Two years ago, after I joined the One Per Cent Club, I started doing 90-day plans, where we identified three goals per quarter.
If you haven’t tried it, I would definitely recommend it, as otherwise, it is easy to spend your time on day-to-day tasks and answering emails and attending meetings and you haven’t actually achieved any underlying improvements to your business – you haven’t worked ON your business but have only worked IN your business.
It took seven quarters before a new website made it to the top of the list and into the goals for quarter number eight. What did I need a new website for? We already had plenty of work, and we did our marketing through LinkedIn, which was working very well, thanks to regular posts two or three times a week, such that now when I went to networking events, people that I had never met before came up to me and spoke to me about my posts. But then I began to realise that the next place that prospects look after seeing you on LinkedIn is your website, and ours was so out of date that it had become an embarrassment.
It still had a photo of me from twenty years ago when I had started my new business, in the days when accountants wore suits and ties, and the content was from the days before cloud accounting which had transformed the way that we worked since then – or at least for some of us, I was amazed to read last week in Will Farnell’s latest book “The Human Firm” that even now, only 20% of accountancy practices use cloud accounting.
Back then, when I was starting my business, I knew that it was going to be really tough. I only had one client, and I knew the theory of how to run an established business but how to get clients was another thing completely – accountants are useless at sales and marketing.
Twenty years ago, being self-employed was considered a much more risky option than it is now – it was still the era of “a job for life”. I resolved to give it at least a year and to make sure that I was committed, I invested in a new logo and website, rented a serviced office and most importantly, chose a niche that I was familiar with from my previous role and specialised in technology companies.
(Incidentally the serviced office served me well to start with but when they moved an Escape Room business into the office next door to me that made me move my office to home which meant that I was all set for lockdown in 2020. Having someone trying to escape from the room next door at all hours of the day is not a good working environment for accountants…)
Twenty years on and I contacted Steven Mitchell, who had created Accountech’s first logo, which served me so well. He agreed to develop a new identity and produce a new website, which was more in line with the business as it was now. He also introduced me to a young photographer Elliott Cansfield.

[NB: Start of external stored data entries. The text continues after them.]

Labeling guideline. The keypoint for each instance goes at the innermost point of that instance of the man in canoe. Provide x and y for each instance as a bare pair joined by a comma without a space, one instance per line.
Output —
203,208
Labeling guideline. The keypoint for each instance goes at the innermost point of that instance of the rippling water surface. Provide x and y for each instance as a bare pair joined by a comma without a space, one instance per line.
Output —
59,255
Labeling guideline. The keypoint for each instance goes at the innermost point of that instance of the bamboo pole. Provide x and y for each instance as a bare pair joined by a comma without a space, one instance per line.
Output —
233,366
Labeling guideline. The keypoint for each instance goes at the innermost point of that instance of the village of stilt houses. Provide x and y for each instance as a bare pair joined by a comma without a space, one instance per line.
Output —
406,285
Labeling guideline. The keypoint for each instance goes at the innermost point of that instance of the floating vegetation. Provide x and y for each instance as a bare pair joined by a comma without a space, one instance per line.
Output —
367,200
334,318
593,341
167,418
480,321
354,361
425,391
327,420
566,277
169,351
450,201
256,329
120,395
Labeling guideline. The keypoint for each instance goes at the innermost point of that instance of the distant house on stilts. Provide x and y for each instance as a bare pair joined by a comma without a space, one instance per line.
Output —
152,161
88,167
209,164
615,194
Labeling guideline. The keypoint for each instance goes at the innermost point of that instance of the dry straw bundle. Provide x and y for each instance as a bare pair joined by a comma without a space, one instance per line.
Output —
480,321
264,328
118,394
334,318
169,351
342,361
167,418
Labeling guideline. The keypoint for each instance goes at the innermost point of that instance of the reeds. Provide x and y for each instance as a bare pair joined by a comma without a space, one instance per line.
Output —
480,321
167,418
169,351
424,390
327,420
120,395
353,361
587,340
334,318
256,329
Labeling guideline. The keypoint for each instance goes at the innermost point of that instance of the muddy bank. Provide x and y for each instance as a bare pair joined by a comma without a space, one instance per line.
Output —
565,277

Other than our employees and clients, the other people who helped me on the project were John Lamerton and Jason Brockman. I referred to John’s book “Evergreen Assets” which has the tagline “Do the Work Once, Reap the Rewards Again and Again (and Again!)” – that summed up exactly what I wanted from the website.
The website has had many iterations, and John has sent me several Loom videos with suggested improvements and critiqued those of our competitors, both of which have been hugely valuable. I also read the book “Building a Story Brand” by Donald Miller, and that has helped me see that a website should be all about how you as the hero of the story solve a problem for the damsel in distress (your client) – so many other websites concentrate too much on themselves, their qualifications and how great they are and are full of technical content that the client isn’t interested in (they just want you to advise them with a solution, not tell them how to do it!).
I hope you like our new website – please let me know what you think.